If you plan to simply move this file to another location in the filesystem, PHP provides you with a function that first checks whether the file given is an uploaded file and only moves it if it is:

  1. <?php
  2.  
  3. $old_filename = $_FILES['attachment']['tmp_name'];
  4. $new_filename = '/path/to/attachment.txt';
  5.  
  6. if (move_uploaded_file($old_filename, $new_filename)) {
  7.     /* $old_filename is an uploaded file, and the move was successful. */
  8. }
  9.  
  10. ?>

If you want to be sure of the file's size, you can use a standard PHP filesystem function after verifying that the file is a valid uploaded file:

  1. <?php
  2.  
  3. $filename = $_FILES['attachment']['tmp_name'];
  4.  
  5. if (is_uploaded_file($filename)) {
  6.     $size = filesize($filename);
  7. }
  8.  
  9. ?>

Until Next Time...

It might seem unnecessary to validate data when you are not aware of an exploit that lets the client modify it.
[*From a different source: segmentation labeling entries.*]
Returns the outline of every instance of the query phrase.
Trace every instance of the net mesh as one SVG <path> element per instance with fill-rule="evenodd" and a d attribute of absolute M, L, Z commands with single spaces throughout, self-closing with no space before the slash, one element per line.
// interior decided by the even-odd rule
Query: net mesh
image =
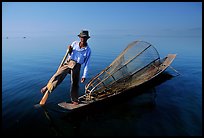
<path fill-rule="evenodd" d="M 150 43 L 134 41 L 103 71 L 87 83 L 85 89 L 89 93 L 111 92 L 110 89 L 127 87 L 131 76 L 141 76 L 146 67 L 159 62 L 157 50 Z M 120 85 L 119 85 L 120 84 Z"/>

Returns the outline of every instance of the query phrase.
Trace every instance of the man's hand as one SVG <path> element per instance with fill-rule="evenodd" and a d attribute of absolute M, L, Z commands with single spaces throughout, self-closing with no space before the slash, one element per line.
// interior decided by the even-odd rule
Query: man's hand
<path fill-rule="evenodd" d="M 86 80 L 86 78 L 81 78 L 81 83 L 83 83 Z"/>
<path fill-rule="evenodd" d="M 69 49 L 68 53 L 71 54 L 71 53 L 72 53 L 72 50 L 73 50 L 72 46 L 71 46 L 71 45 L 68 46 L 68 49 Z"/>

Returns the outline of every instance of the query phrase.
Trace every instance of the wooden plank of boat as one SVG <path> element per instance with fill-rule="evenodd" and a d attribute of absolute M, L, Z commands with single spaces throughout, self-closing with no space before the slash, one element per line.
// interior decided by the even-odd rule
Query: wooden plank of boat
<path fill-rule="evenodd" d="M 77 108 L 80 108 L 80 107 L 83 107 L 83 106 L 86 106 L 87 104 L 85 103 L 79 103 L 77 105 L 74 105 L 72 103 L 67 103 L 67 102 L 61 102 L 61 103 L 58 103 L 58 105 L 64 109 L 67 109 L 67 110 L 73 110 L 73 109 L 77 109 Z"/>

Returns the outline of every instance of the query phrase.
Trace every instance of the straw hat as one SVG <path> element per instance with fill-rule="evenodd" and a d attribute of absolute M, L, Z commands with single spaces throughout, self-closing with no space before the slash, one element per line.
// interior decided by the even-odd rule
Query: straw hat
<path fill-rule="evenodd" d="M 90 38 L 89 32 L 86 31 L 86 30 L 82 30 L 78 36 L 79 36 L 79 37 L 87 37 L 87 38 Z"/>

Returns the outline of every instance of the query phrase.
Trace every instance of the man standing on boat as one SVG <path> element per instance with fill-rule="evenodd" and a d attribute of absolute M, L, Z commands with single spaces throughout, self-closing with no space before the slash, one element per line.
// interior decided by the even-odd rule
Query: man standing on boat
<path fill-rule="evenodd" d="M 78 104 L 79 97 L 79 80 L 80 80 L 80 70 L 81 65 L 84 65 L 83 75 L 81 78 L 81 83 L 83 83 L 87 78 L 91 49 L 87 43 L 90 38 L 89 32 L 87 30 L 82 30 L 78 35 L 80 41 L 74 41 L 68 46 L 68 59 L 67 61 L 59 67 L 57 72 L 48 81 L 47 85 L 41 89 L 41 93 L 50 94 L 66 77 L 69 73 L 71 74 L 71 88 L 70 96 L 71 101 L 74 105 Z"/>

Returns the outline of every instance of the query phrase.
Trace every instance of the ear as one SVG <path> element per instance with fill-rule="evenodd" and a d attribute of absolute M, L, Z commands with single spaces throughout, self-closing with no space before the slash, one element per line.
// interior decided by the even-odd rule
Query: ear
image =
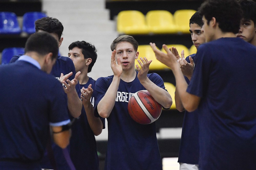
<path fill-rule="evenodd" d="M 61 44 L 62 43 L 62 41 L 63 40 L 63 38 L 61 37 L 60 38 L 60 40 L 59 41 L 59 47 L 60 46 L 60 45 L 61 45 Z"/>
<path fill-rule="evenodd" d="M 211 24 L 213 27 L 216 27 L 217 25 L 217 22 L 216 22 L 216 18 L 215 17 L 211 18 L 211 19 L 210 21 L 210 24 Z"/>
<path fill-rule="evenodd" d="M 136 56 L 135 56 L 135 59 L 138 59 L 138 58 L 139 57 L 139 52 L 137 51 L 136 52 Z"/>
<path fill-rule="evenodd" d="M 45 56 L 45 63 L 47 64 L 52 59 L 52 53 L 49 53 Z"/>
<path fill-rule="evenodd" d="M 91 58 L 86 58 L 86 62 L 85 63 L 85 65 L 87 66 L 89 66 L 92 61 L 92 60 Z"/>

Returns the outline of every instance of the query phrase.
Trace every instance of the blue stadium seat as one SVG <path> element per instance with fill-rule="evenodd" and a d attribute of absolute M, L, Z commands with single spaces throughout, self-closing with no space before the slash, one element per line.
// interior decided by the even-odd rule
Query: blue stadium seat
<path fill-rule="evenodd" d="M 22 31 L 31 34 L 36 32 L 35 22 L 43 17 L 47 16 L 45 13 L 40 12 L 29 12 L 23 15 Z"/>
<path fill-rule="evenodd" d="M 2 52 L 1 64 L 8 64 L 14 56 L 22 54 L 24 53 L 24 48 L 12 47 L 5 48 Z"/>
<path fill-rule="evenodd" d="M 21 30 L 15 13 L 0 12 L 0 34 L 19 34 Z"/>

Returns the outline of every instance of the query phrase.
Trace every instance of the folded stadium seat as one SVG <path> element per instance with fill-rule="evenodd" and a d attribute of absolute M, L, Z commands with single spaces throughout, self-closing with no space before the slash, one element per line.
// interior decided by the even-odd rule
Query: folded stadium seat
<path fill-rule="evenodd" d="M 150 31 L 155 34 L 177 33 L 173 14 L 164 10 L 149 11 L 146 15 L 146 22 Z"/>
<path fill-rule="evenodd" d="M 196 54 L 197 51 L 196 47 L 194 45 L 192 45 L 189 48 L 189 55 Z"/>
<path fill-rule="evenodd" d="M 18 34 L 21 30 L 15 13 L 0 12 L 0 34 Z"/>
<path fill-rule="evenodd" d="M 142 13 L 135 10 L 121 11 L 117 15 L 117 31 L 120 34 L 145 34 L 149 32 Z"/>
<path fill-rule="evenodd" d="M 171 95 L 172 99 L 173 100 L 173 104 L 172 105 L 172 106 L 170 109 L 176 109 L 176 105 L 175 104 L 175 100 L 174 99 L 174 97 L 176 88 L 174 85 L 170 83 L 165 82 L 164 82 L 164 84 L 165 87 L 165 89 L 167 90 L 169 94 Z"/>
<path fill-rule="evenodd" d="M 22 31 L 31 34 L 36 32 L 35 22 L 38 19 L 46 17 L 46 14 L 40 12 L 29 12 L 23 15 Z"/>
<path fill-rule="evenodd" d="M 196 12 L 193 9 L 177 10 L 173 14 L 173 17 L 178 31 L 183 33 L 189 33 L 189 19 Z"/>
<path fill-rule="evenodd" d="M 184 45 L 180 44 L 170 44 L 167 45 L 166 45 L 167 46 L 167 47 L 168 48 L 171 48 L 172 46 L 176 48 L 176 49 L 178 50 L 179 54 L 180 57 L 181 57 L 181 51 L 183 50 L 184 50 L 184 56 L 185 58 L 188 55 L 191 54 L 190 54 L 189 50 L 188 49 L 188 48 Z M 166 52 L 163 48 L 162 48 L 161 51 L 166 53 Z"/>
<path fill-rule="evenodd" d="M 22 54 L 25 52 L 24 48 L 12 47 L 5 48 L 2 52 L 1 64 L 8 64 L 13 56 Z"/>
<path fill-rule="evenodd" d="M 155 53 L 152 50 L 150 45 L 140 45 L 138 47 L 137 51 L 139 52 L 139 57 L 146 57 L 148 60 L 152 60 L 152 62 L 149 66 L 150 70 L 161 70 L 166 69 L 169 69 L 170 68 L 158 60 L 156 58 Z M 137 69 L 136 65 L 138 64 L 139 67 L 140 67 L 139 64 L 138 63 L 137 60 L 135 60 L 135 69 Z"/>

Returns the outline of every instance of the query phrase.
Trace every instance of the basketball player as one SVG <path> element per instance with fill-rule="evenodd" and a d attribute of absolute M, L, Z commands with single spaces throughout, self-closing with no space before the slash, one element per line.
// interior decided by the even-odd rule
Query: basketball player
<path fill-rule="evenodd" d="M 152 60 L 137 59 L 138 43 L 132 37 L 120 36 L 111 45 L 111 66 L 114 75 L 96 81 L 95 115 L 106 118 L 108 138 L 105 169 L 160 169 L 162 160 L 156 135 L 155 122 L 147 125 L 133 120 L 127 111 L 128 101 L 136 92 L 146 89 L 163 107 L 172 101 L 162 78 L 147 74 Z M 139 65 L 141 67 L 140 68 Z"/>
<path fill-rule="evenodd" d="M 238 2 L 243 16 L 237 36 L 256 46 L 256 2 L 251 0 L 240 0 Z"/>
<path fill-rule="evenodd" d="M 203 23 L 202 16 L 199 11 L 196 12 L 189 20 L 189 31 L 191 39 L 197 49 L 200 44 L 205 42 L 205 37 L 201 29 Z M 175 55 L 178 54 L 178 52 L 174 52 L 175 49 L 172 51 Z M 184 56 L 184 54 L 183 56 Z M 193 54 L 187 57 L 180 58 L 178 60 L 180 68 L 185 76 L 187 83 L 189 83 L 194 69 L 193 60 L 196 54 Z M 176 108 L 180 112 L 185 109 L 179 95 L 179 92 L 175 93 L 175 102 Z M 198 114 L 197 111 L 190 113 L 185 111 L 182 126 L 180 144 L 180 145 L 178 162 L 180 163 L 180 169 L 198 169 L 199 146 L 198 142 L 199 127 Z"/>
<path fill-rule="evenodd" d="M 151 44 L 172 69 L 184 108 L 198 108 L 199 169 L 254 169 L 256 47 L 236 37 L 242 11 L 236 0 L 207 0 L 199 10 L 208 42 L 198 49 L 188 86 L 166 45 L 166 54 Z"/>
<path fill-rule="evenodd" d="M 83 105 L 81 115 L 71 127 L 70 156 L 77 170 L 99 169 L 99 160 L 94 135 L 100 134 L 105 128 L 105 118 L 94 116 L 94 93 L 95 81 L 88 77 L 96 61 L 97 50 L 94 45 L 84 41 L 72 43 L 68 55 L 72 60 L 81 89 L 78 93 Z"/>
<path fill-rule="evenodd" d="M 36 33 L 27 41 L 25 55 L 0 66 L 1 169 L 41 169 L 49 128 L 59 147 L 68 144 L 70 132 L 63 129 L 70 122 L 63 107 L 65 93 L 59 81 L 47 74 L 58 48 L 49 34 Z"/>
<path fill-rule="evenodd" d="M 35 24 L 36 32 L 45 31 L 49 32 L 58 42 L 59 47 L 60 46 L 63 40 L 61 36 L 63 28 L 59 21 L 54 18 L 44 17 L 36 21 Z M 14 62 L 18 57 L 19 56 L 14 56 L 10 62 Z M 68 102 L 67 104 L 63 105 L 63 107 L 67 107 L 71 115 L 74 117 L 77 117 L 81 114 L 82 105 L 77 94 L 77 93 L 80 91 L 79 86 L 76 86 L 78 84 L 77 80 L 80 72 L 75 74 L 75 67 L 72 60 L 68 57 L 59 56 L 50 74 L 54 76 L 66 86 L 65 91 L 67 95 L 65 97 L 67 98 Z M 63 76 L 63 75 L 65 75 Z M 65 82 L 66 80 L 68 84 Z M 52 160 L 52 159 L 49 158 L 49 157 L 54 156 L 57 167 L 58 169 L 69 170 L 69 166 L 63 155 L 62 149 L 52 141 L 51 143 L 53 153 L 51 154 L 50 152 L 48 154 L 48 153 L 46 152 L 42 160 L 42 166 L 44 168 L 54 169 L 54 165 L 51 163 L 51 160 Z"/>

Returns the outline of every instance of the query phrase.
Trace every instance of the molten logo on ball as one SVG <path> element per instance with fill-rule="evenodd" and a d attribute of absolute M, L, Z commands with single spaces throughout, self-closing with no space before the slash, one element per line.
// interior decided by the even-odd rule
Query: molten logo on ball
<path fill-rule="evenodd" d="M 155 121 L 162 111 L 162 106 L 156 101 L 147 90 L 134 93 L 128 102 L 128 111 L 136 122 L 148 124 Z"/>
<path fill-rule="evenodd" d="M 153 110 L 154 109 L 154 107 L 153 106 L 153 105 L 152 105 L 152 103 L 150 102 L 150 101 L 146 97 L 144 97 L 144 99 L 146 101 L 147 101 L 147 103 L 148 104 L 148 105 L 150 106 L 151 107 L 151 108 Z"/>

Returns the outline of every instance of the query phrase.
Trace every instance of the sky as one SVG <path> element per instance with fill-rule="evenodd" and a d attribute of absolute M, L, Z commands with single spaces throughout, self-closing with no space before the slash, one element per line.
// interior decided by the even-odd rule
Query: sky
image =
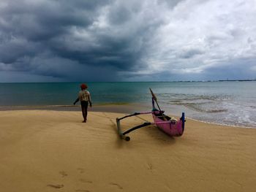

This approach of adding redundant safeguards is known as defense in depth, and I highly recommend abiding by it. Theoretical attacks have been known to materialize into real attacks, and you'll be glad that you're prepared.

If you happen to find a way to modify the tmp_name or size attribute of a file, with register_globals, please let me know.

You can now eliminate file uploads from your list of worries, and I hope that I've also been able to provide some clarity regarding the underlying mechanism. Until next month, be safe.